I pushed through the attempted parry and drove my blade into the flesh and blood of his shoulder.
‘You have faced the Bear-Eater and you have lost!’
The assassin’s shriek of pain rose to become a rush of air, his body billowing up towards the ceiling.
It became a shriek again.
Black eyes glinted evilly from a black hood.
‘Only with your tree-thing witch to aid you.’
‘We are not ghurzelle displaying our horns.’ Brychen straightened with an obvious effort. ‘We are hyenae ripping apart a freak of nature.’
The priestess might have been impervious to the assassin’s taunts, but I felt my pride nettled.
‘I have this from here,’ I told her.
‘He is still dangerous.’
‘This is the fight for which I was forged. Stand back, priestess, and watch what the pinnacle of Sigmar’s creation can do.’
‘He is toying with you.’
Malikcek chittered as he drew himself into the darkness, his verminous form expanding to envelop the entirety of the ceiling.
‘She is not wrong, Bear-Eater. Cat and mouse is the game we play. You are not the cat.’
With a hiss of inrushing air, the assassin imploded.
I started back instinctively. It almost certainly saved my life. Malikcek exploded into my face with knife, teeth and whip-tail, all awhir with a rabid energy.

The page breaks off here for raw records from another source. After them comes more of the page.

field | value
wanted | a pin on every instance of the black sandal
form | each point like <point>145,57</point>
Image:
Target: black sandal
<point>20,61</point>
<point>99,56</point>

The injury to his shoulder and the consequent loss of a blade in no way diminished the ferocity of his attacks. He didn’t seem to tire. He didn’t even seem to breathe insofar as I could tell. Everything that I had left to give went into matching him, blow for blow, and it still wasn’t nearly enough. Step by step, parry by bone-jarring parry, he forced me back.
‘You are the mad-fool, here. Not I.’
‘How so?’
‘You need-want to ask? Who is Malikcek? He is nothing. He is not master here.’
‘Ikrit? What of him?’
Malikcek cackled as he eroded my guard and slammed me against the wall. ‘There are two lords-castellant in the Seven Words. And the other is not Hamilcar Bear-Eater.’
I stared through Malikcek’s shadowy muzzle and into nothing. My own stupidity was suddenly so glaring it stole everything else’s light.
Broudiccan.
Ikrit was in the Seven Words, and I’d let him trick me. Again.
He was going after Broudiccan.
I didn’t even notice as Malikcek palmed aside my halberd and hammered an elbow into my breastplate. Fractures splintered through the sigmarite, a matching set of fissures spidering into the dressed stone behind me as my backplate and head smacked into it. The breath rushed out of me, and I wheezed down the wall to the floor.
I never even saw the deathblow coming.
Luckily, it wasn’t coming for me.
Dawn came from the direction of the Realmgate. The white-hot brilliance of Azyr’s billion suns scoured the gate chamber clean, shadows withering to bright light before the cosmic power of the Celestial. With tears running down my face and soaking my beard, I rolled over and scrambled blindly for shelter. My fingers touched the base of a column and I dragged myself behind it.